In 2012 State Appointed Superintendent Cami Anderson (SAS) brought Newark eight renew schools, which are now performing worse than they were before they were dismantled.
In 2014, the SAS brought us the One Newark Universal Enrollment Plan, requiring all students entering kindergarten, high school, and, where applicable, Sixth Grade, to participate in a city-wide choice plan. That same year, the SAS unilaterally closed three schools and reopened them as charter schools. She then announced seven more renew schools. The SAS recently declared, without any stakeholder involvement, the designation of 10 additional schools as turnaround schools.
Here is a picture of what our Newark Public Schools district currently looks like:
- There are 271 employees without placement, costing the district $22,573,340. However, there is a $70 million dollar deficit for 2014-2015 and 2015-2016.
- 60 percent of principals have been removed, replaced, or retired since 2011. Barringer and West Side High Schools have had a different principal each year and a teacher turnover of 20 to 40 percent annually.
- Chronic absenteeism is up and support staff in schools has been eliminated. The district, however, presents 100 percent attendance rate on state report cards.
- In 2012 there were 12 alternative education programs for overage under-credited students. Though we have 3,800 disconnected youth in our city, none of these programs remain.
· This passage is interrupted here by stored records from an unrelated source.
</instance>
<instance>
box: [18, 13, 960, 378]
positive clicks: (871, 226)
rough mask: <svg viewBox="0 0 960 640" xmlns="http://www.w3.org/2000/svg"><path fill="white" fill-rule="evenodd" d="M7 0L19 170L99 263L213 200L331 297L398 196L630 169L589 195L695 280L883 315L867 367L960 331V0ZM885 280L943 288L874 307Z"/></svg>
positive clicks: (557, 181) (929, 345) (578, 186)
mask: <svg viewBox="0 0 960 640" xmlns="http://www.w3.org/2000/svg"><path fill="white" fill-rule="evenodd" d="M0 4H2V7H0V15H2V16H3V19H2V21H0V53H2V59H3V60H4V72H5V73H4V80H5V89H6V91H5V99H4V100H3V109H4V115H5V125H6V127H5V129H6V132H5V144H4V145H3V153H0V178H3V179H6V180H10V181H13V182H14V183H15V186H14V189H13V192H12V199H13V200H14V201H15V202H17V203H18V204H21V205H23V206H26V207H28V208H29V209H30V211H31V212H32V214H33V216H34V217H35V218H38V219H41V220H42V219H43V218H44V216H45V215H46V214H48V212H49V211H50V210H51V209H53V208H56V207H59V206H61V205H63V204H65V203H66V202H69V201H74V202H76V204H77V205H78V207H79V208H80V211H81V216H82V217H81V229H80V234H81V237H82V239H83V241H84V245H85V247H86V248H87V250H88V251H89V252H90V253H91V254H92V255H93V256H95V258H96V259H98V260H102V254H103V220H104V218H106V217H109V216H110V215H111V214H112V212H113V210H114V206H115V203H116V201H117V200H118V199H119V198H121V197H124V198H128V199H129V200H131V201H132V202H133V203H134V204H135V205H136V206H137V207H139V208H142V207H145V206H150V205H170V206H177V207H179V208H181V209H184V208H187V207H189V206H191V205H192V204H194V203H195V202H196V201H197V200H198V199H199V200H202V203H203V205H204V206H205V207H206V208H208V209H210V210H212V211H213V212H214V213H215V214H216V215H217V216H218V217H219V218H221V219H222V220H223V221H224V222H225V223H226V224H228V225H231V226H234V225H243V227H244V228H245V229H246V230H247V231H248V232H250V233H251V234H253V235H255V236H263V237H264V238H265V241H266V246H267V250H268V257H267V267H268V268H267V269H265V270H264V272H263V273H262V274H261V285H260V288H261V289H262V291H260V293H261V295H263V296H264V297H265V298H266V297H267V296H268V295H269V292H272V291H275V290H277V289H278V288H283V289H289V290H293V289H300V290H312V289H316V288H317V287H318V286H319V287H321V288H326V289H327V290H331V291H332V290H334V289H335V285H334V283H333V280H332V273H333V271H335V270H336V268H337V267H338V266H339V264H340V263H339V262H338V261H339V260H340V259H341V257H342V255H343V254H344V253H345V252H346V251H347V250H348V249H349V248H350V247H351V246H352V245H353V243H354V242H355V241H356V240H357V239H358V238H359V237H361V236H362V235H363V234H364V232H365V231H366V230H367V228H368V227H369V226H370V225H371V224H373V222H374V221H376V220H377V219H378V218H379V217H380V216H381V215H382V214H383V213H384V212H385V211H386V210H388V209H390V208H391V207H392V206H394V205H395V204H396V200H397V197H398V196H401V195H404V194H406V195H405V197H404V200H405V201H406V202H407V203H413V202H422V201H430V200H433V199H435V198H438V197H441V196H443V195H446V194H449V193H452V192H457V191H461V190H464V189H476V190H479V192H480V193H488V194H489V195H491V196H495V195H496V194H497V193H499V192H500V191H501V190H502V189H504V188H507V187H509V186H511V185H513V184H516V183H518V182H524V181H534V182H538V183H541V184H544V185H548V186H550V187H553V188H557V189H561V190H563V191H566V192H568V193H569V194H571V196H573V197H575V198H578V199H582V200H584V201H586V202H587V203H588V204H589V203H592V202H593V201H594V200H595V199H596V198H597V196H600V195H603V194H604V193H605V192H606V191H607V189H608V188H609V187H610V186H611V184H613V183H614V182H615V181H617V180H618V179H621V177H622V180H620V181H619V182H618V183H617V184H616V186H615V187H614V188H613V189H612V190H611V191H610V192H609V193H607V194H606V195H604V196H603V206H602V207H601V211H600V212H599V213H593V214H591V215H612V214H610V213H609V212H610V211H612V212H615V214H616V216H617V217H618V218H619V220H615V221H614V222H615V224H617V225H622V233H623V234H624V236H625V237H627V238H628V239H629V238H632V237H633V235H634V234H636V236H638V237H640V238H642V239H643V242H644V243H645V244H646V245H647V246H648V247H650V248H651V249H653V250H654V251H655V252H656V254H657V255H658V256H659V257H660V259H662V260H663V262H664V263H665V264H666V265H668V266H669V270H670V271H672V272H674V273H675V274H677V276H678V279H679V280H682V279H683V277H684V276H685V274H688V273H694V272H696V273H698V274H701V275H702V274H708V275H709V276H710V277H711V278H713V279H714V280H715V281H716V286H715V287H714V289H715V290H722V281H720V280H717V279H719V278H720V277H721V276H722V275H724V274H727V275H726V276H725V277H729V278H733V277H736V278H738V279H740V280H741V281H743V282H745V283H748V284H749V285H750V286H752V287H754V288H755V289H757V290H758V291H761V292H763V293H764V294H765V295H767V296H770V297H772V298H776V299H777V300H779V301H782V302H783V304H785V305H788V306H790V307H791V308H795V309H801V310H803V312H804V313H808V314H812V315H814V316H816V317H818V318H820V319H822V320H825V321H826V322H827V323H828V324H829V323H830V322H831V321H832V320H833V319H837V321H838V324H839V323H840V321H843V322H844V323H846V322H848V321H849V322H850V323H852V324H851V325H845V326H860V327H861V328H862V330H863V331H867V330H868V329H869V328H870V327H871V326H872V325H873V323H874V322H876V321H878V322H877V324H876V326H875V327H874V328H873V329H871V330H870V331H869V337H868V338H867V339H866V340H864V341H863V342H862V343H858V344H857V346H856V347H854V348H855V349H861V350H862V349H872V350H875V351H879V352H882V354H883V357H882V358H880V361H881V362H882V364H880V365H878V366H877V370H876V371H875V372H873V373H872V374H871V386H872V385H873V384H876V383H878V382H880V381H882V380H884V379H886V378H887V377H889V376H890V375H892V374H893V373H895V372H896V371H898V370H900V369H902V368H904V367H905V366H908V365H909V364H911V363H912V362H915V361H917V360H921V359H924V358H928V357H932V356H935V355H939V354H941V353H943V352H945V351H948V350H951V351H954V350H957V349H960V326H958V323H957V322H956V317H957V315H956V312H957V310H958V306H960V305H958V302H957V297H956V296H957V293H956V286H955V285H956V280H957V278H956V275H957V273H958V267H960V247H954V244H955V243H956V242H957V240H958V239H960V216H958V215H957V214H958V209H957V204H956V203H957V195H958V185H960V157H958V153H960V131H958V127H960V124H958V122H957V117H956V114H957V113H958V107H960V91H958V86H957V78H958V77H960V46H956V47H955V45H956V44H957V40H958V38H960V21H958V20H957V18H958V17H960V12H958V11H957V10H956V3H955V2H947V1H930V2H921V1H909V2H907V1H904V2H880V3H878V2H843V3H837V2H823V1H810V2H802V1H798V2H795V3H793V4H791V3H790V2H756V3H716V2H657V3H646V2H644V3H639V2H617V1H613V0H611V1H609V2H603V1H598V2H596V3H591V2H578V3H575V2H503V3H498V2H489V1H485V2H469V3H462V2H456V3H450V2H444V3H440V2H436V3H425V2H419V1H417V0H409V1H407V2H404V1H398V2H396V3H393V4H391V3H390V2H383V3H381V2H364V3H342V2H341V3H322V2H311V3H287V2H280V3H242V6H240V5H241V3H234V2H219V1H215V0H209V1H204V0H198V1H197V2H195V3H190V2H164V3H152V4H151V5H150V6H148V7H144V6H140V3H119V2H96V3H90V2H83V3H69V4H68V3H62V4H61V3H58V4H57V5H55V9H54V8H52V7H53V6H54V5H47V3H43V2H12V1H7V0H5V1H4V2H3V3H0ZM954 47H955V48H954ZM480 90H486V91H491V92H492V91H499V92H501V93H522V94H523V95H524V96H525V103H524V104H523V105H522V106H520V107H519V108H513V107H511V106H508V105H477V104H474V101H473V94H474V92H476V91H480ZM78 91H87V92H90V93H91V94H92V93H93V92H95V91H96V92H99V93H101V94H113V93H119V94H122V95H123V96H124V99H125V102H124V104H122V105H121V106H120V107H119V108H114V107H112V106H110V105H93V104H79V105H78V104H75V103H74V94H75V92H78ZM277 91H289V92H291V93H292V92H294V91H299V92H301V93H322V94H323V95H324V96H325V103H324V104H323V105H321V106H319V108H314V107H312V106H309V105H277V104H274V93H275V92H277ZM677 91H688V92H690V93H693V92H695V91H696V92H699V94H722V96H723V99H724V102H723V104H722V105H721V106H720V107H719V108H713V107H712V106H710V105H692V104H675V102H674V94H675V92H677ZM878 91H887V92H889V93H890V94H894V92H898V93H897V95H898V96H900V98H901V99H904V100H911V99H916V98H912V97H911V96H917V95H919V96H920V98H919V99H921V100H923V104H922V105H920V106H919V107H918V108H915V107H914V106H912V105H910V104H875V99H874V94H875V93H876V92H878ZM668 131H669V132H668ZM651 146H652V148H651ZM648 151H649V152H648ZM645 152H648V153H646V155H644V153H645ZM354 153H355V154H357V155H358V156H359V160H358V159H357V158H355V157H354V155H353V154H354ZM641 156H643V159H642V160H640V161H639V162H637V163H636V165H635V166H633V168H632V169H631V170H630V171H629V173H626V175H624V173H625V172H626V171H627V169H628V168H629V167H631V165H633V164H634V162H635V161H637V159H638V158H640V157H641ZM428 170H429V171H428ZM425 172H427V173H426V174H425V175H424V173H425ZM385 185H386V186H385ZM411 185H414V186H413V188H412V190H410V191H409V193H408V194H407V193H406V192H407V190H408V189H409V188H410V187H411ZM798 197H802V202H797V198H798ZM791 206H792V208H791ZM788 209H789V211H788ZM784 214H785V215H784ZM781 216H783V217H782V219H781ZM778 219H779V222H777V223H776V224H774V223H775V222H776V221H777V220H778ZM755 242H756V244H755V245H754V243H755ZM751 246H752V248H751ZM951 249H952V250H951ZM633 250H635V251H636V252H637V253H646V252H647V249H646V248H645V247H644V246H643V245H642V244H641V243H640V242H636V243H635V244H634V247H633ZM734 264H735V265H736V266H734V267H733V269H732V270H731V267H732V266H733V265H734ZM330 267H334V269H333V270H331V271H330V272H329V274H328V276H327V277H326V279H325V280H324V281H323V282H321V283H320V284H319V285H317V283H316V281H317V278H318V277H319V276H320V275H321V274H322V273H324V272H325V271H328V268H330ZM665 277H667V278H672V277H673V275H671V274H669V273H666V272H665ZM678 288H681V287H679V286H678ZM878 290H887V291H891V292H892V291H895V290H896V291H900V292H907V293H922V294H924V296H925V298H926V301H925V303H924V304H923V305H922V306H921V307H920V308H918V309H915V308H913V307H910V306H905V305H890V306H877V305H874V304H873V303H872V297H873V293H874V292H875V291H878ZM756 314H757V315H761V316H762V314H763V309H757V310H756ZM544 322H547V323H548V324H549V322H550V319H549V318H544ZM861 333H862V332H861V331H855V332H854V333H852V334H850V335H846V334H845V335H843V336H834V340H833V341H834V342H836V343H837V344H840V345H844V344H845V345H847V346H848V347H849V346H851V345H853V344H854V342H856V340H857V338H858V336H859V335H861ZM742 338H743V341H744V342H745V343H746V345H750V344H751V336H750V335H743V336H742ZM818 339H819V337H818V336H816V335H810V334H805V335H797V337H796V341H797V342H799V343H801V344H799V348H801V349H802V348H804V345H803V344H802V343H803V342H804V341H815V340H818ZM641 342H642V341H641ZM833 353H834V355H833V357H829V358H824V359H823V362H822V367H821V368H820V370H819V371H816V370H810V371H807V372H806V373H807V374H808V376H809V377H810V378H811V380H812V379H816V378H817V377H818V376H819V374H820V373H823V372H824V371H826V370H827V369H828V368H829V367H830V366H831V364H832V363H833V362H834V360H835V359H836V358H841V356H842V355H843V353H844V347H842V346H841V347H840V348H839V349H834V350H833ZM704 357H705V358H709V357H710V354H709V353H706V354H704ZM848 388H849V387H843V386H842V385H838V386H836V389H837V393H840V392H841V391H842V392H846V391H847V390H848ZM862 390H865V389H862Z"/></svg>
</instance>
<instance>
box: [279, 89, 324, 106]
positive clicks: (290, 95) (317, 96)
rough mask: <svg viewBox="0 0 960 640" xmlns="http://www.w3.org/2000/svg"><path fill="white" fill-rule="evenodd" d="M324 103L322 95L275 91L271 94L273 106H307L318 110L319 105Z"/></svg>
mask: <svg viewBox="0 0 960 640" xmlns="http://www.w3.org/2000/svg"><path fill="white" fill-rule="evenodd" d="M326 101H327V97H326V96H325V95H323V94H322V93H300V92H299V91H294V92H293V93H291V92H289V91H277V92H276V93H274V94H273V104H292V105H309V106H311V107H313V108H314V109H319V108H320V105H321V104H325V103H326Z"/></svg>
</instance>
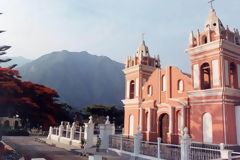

- In 2011 there were 495 Ninth Grade students enrolled in Barringer High School. 235 of these students are currently seniors at Barringer and less than 100 qualify to graduate.
- As a result of One Newark there are an unprecedented number of special education students across the city enrolled in schools without the services to meet their needs.
- As a result of One Newark more English Language Learners across the city are in schools without the services to meet their needs.
- The State Department of Education has failed to implement the Regional Assistance Centers in Newark as determined for all of the 28 schools identified as Priority and Focus schools in the State-operated Newark Public School district, as required by the Elementary and Secondary Act (ESEA) Waiver approved by the United States Department of Education on February 9, 2012.
- The SAS has refused to attend a Newark Public School Board meeting for 16 months.
- The district paid illegal payments to Dr. Tiffany Hardrick, while she was employed by a school district in Arkansas.
- The district has entered in numerous contracts with close colleagues and friends of the SAS.
These problems are the result of the failed leadership of the SAS. All of this has occurred with no community input or approval and with a complete absence of transparency about what is happening in our schools. The SAS is running amuck and operating completely outside of the rule of the law.
It is impossible for us to look this reality in the face and continue to be passive observers of the destruction of our district, misappropriation of taxpayers’ money, and violations of the rights of students and residents. It is time we make the community’s demand for the removal of the SAS heard and use all possible avenues to do so. I urge our community members: call the Governor’s Office, the State Board of Education, and US Secretary of Education Arne Duncan.
We can no longer tolerate the idea that other people want more for the children of Newark than the people of Newark. Those who work for, believe in, and uphold the interests of the families of Newark need to do everything in our power to uproot this insidious notion from the efforts to transform public education in our city.
Last week our students organized the largest student protest of its kind in the history of our city. They realize their education and the future of our city is at stake. We must stand with our students and reclaim our schools. We must do it now.